Pendapat umum mengatakan bahwa pria dan wanita menanggapi stres secara berbeda. Wanita pada umumnya lebih tahan stres. Ketika menghadapi tekanan pekerjaan yang berat, problem rumah tangga yang kompleks, dan masalah-masalah lain yang menyita pikiran dan mengaduk emosi, wanita lebih bisa tetap berpikir secara jernih. Stres kronis lebih jarang pada wanita dibandingkan pada pria.
Selasa, 07 Oktober 2014
Posted by Unknown
No comments | 16.53
Pendapat umum mengatakan bahwa pria dan wanita menanggapi stres secara berbeda. Wanita pada umumnya lebih tahan stres. Ketika menghadapi tekanan pekerjaan yang berat, problem rumah tangga yang kompleks, dan masalah-masalah lain yang menyita pikiran dan mengaduk emosi, wanita lebih bisa tetap berpikir secara jernih. Stres kronis lebih jarang pada wanita dibandingkan pada pria.
Mengapa begitu?
Jawabannya
ada pada hormon seks perempuan, estrogen, yang ternyata melindungi otak mereka
terhadap stres, menurut temuan para peneliti AS. “Ini bahkan bisa menjadi
alasan lain mengapa wanita hidup lebih lama daripada pria,” kata kepala
penelitian Profesor Zhen Yan dari Universitas Buffalo.
Tikus yang Stres
Dalam
percobaan mereka, tim peneliti menyelidiki mekanisme molekul yang terkait
dengan stres terhadap fungsi otak. Untuk
itu mereka secara fisik mengurung tikus-tikus muda jantan dan betina dalam
kandang-kandang silinder kecil dua jam sehari selama satu minggu. Tindakan ini
dimaksudkan untuk membuat stres tikus-tikus tersebut.
Untuk
menguji memori jangka pendek hewan itu, para peneliti menempatkan ke dalam
kandang sepasang benda yang identik, diikuti oleh pasangan benda kedua satu jam
kemudian. Tikus-tikus dengan penasaran menyelidiki benda yang tidak diketahui
itu secara seksama. Tiga jam kemudian, mereka menyajikan tikus-tikus itu dengan
satu benda dari setiap pasangan. Tikus yang menghabiskan lebih banyak waktu
memeriksa benda dari pasangan pertama menunjukkan bahwa hewan itu mengingatnya
dari empat jam sebelumnya. Tikus yang lebih menyukai benda dari pasangan kedua
yang lebih baru menunjukkan dia memiliki gangguan memori jangka pendek.
Melemahnya Memori
Para
peneliti menguji memori hewan-hewan itu sebelum dan setelah paparan stres. Pada
tikus jantan, baik sebelum maupun setelah seminggu paparan stres, kinerja
memorinya sangat berbeda dibandingkan pada tikus betina. Kinerja memori tikus
jantan memburuk di bawah stres, terutama memori jangka pendeknya.
Tikus-tikus
jantan memeriksa benda yang telah mereka kenali seolah-olah belum pernah
melihat sebelumnya. Yan menyebut bahwa stres pada tikus jantan menurunkan kadar
neurotransmitter reseptor glutamat di bagian otak yang disebut korteks
prefrontal, wilayah yang mengontrol perhatian, emosi, pengambilan keputusan dan
kinerja memori.
Kelompok
Yan menemukan bahwa tikus betina muda juga stres oleh seminggu pengekangan
fisik, namun hal itu tidak menyebabkan penurunan kemampuan mereka untuk
mengingat dan mengenali benda yang telah mereka lihat beberapa jam sebelumnya.
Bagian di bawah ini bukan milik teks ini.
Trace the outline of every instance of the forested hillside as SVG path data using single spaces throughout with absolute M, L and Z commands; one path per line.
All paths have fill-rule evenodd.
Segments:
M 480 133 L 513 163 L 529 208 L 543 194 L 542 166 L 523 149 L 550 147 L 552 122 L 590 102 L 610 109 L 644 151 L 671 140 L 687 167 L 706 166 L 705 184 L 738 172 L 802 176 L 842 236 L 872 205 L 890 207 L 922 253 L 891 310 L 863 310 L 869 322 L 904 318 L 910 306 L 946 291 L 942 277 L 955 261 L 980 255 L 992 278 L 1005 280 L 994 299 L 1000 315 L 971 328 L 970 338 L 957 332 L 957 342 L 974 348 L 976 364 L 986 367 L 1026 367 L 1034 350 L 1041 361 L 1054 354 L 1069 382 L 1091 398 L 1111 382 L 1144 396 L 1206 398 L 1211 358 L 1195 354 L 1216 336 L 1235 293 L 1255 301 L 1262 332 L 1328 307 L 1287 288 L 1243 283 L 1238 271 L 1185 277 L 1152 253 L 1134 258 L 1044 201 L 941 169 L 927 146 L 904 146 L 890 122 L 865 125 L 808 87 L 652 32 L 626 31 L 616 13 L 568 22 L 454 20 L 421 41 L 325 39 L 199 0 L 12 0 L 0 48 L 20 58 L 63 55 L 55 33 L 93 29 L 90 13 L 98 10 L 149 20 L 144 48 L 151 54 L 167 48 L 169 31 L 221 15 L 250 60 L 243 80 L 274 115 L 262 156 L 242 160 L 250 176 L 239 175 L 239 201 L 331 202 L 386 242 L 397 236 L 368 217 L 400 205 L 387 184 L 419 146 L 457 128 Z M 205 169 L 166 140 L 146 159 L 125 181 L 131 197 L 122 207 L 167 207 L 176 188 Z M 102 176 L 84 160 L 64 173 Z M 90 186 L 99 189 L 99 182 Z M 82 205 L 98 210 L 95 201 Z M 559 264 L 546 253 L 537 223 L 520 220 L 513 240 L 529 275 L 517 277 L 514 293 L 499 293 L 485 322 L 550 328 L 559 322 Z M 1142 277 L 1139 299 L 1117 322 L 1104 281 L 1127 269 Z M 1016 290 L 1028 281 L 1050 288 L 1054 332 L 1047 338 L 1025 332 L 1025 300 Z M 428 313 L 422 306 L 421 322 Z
Percobaan ini menemukan bahwa meskipun stres, tikus betina memiliki kadar
reseptor glutamat yang sama di daerah korteks prefrontal seperti sebelum penelitian.
Data ini mendukung hipotesis bahwa reseptor glutamat berperan penting dalam
respon terhadap stres.
Estrogen sebagai pelindung
Rupanya,
estrogen mencegah efek negatif stres pada reseptor tersebut. Tikus jantan yang
diberi estrogen sintetis (estradiol) oleh peneliti bereaksi terhadap stres
dengan cara yang sama dengan tikus betina. Sebaliknya, ketika peneliti
memblokir efek estrogen pada tikus betina, kinerja memorinya melemah seperti
tikus jantan.
Yan
mengakui bahwa hasil kelompoknya memang baru berdasarkan pada studi tikus.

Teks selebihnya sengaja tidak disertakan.